When implementing the private $.predict() method it is a good idea to retrieve the columns in the same order as they were during $.train(). While this might not matter in most cases, we have encountered examples where this was necessary to ensure that the learner worked as expected. For this purpose, the ordered_features helper function exists that is also used in the learner template.

Accessing Internals From $state

Sometimes, one needs additional information during $predict() that might not be stored in the machine learning model itself. In such cases, one might be tempted to access data from the $state of a Learner beyond $state$model. However, this is a rather internal data structure and some parts of the state are e.g. only available after a manual $train() call, but not during resample(). This is done for efficiency reasons.
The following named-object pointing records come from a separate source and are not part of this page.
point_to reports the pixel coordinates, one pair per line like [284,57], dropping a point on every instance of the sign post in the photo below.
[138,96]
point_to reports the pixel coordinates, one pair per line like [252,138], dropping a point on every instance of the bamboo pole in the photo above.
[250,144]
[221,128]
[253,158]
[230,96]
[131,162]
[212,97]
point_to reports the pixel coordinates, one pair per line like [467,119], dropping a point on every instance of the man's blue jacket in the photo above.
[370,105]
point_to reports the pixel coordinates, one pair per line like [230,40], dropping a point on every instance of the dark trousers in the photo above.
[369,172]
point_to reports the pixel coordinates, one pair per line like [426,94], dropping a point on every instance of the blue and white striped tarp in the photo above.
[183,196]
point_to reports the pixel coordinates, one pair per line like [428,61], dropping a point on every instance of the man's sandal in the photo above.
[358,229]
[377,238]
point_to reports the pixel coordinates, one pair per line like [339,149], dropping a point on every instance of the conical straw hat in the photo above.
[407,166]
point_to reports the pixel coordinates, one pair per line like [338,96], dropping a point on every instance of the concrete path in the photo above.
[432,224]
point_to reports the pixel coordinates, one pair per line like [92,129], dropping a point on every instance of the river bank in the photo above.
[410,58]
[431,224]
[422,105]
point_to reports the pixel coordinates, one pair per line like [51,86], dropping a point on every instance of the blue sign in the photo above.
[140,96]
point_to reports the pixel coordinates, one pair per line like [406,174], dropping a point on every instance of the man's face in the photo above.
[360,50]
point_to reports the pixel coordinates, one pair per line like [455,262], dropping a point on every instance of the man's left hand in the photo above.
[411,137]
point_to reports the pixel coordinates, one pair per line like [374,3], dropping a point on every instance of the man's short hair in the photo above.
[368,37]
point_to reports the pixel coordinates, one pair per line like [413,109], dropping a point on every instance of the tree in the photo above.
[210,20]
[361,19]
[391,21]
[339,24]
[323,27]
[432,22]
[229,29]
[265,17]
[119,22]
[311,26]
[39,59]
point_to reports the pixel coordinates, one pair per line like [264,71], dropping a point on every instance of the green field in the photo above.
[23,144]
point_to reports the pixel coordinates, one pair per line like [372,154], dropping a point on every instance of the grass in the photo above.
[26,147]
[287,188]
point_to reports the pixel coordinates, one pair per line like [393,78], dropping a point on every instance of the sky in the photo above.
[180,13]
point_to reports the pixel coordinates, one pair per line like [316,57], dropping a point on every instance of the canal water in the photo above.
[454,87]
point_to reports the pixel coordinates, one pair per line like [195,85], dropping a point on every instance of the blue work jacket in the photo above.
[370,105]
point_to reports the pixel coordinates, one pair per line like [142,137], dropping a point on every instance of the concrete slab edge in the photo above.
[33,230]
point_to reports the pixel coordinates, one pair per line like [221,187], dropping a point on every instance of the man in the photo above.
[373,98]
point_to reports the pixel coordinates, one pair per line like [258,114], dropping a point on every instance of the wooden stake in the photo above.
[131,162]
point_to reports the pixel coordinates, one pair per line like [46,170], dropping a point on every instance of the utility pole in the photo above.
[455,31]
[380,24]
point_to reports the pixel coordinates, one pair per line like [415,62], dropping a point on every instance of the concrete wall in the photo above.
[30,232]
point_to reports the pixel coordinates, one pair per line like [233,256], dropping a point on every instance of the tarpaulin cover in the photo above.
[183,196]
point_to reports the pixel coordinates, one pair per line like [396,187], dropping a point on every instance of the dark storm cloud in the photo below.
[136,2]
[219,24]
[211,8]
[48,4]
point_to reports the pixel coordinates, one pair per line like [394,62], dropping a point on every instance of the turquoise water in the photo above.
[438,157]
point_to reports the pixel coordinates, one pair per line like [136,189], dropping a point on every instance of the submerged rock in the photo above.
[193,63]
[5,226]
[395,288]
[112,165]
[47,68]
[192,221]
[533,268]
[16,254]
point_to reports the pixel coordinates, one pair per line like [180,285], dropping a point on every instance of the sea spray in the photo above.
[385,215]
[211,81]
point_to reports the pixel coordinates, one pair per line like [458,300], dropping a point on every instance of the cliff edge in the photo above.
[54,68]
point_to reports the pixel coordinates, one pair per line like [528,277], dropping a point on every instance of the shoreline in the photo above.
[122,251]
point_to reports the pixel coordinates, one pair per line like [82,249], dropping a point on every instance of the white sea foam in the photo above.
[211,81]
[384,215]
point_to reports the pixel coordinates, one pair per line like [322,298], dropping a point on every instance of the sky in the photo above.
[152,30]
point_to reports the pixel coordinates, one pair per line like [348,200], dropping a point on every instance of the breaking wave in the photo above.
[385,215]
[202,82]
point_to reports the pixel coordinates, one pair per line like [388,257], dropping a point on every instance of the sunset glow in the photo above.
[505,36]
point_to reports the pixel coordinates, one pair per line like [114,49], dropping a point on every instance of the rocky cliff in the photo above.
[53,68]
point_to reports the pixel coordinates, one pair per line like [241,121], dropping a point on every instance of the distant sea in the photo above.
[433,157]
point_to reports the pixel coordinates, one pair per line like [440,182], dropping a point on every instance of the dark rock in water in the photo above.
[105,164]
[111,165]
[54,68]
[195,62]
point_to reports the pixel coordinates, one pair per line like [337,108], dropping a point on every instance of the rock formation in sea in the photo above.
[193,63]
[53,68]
If you need additional information, there are two options:

  1. You can make the private $.train() method return a list() with the actual model and additional metadata so that both is available during $.train().
  2. You can store additional information in the attributes of the upstream model. This should use an attribute name that does not conflict with other attributes. You can, e.g., use "mlr3_info".

Default vs. Initial Parameters

When creating a parameter (via p_dbl() and friends), there are two similar arguments that can be specified, namely init and default. On the one hand, the argument default should describe the default value that the upstream package uses when no specific value is set. E.g., if one were to connect the linear model to mlr3, the default for the parameter singualr.ok can be accessed via formals(lm)$singular.ok. Note that these default values do not set any specific parameter values in the $param_set of the Learner. On the other hand, the init field describes to what the parameter value should be initialized to (so it is then also accessible via learner$param_set$values$<id>). By default, it is not initialized to any value, which means that the default behavior is used.

Complex Defaults

When annotating the default value for a parameter (argument default) in the ParamSet, there are cases where defaults are complex expressions such as sample.int(10000L). In such cases, it is ok to not specify any default value for the parameter, which paradox then interprets as having a complex default.